Bob Crow has defended living in a council house despite earning £145,000 annually.
The general secretary of the rail union RMT was challenged during a radio interview as to why he still lived in social housing instead of a private home when he earned such a generous salary.
During the heated discussion, Mr Crow told LBC 97.3 presenter Julia Hartley-Brewer he had “no moral duty” to move out of the property and purchase his own home, adding: “I was born in a council house, as far as I’m concerned I will die in one.”
He said he was being "victimised" even though he is "the only one down my road who pays their rent".
The comments came as Mr Crow joined the radio programme for a discussion over the legacy of Margaret Thatcher which quickly became centred on Mr Crow living in a council property after he argued that they "are not just for people that are poor".

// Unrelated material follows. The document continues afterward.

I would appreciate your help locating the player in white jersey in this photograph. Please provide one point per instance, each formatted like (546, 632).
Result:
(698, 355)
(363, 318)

He said it would be unfair on his family to move them out of the home they currently live in north London. “It’s not just me that lives there, it’s my family", he said. "Yes I could buy my own place but why don’t you ask the rest of my family who live at home with me whether they should have to move as well?’ he said.
“Why is it just down to me to buy a house? Why should my family who have lived there for 30 years, with all the friends they’ve got, have to move because of the job I’ve got?”
He argued that if he did move he would be seen as having deserted his working class roots. “If I moved out of my house tomorrow the first thing you’d say is Comrade Crow leaves his roots,” he said.
"Where was it ever agreed that social housing was for people that are poor? [...] Council houses is [sic] not just for poor people."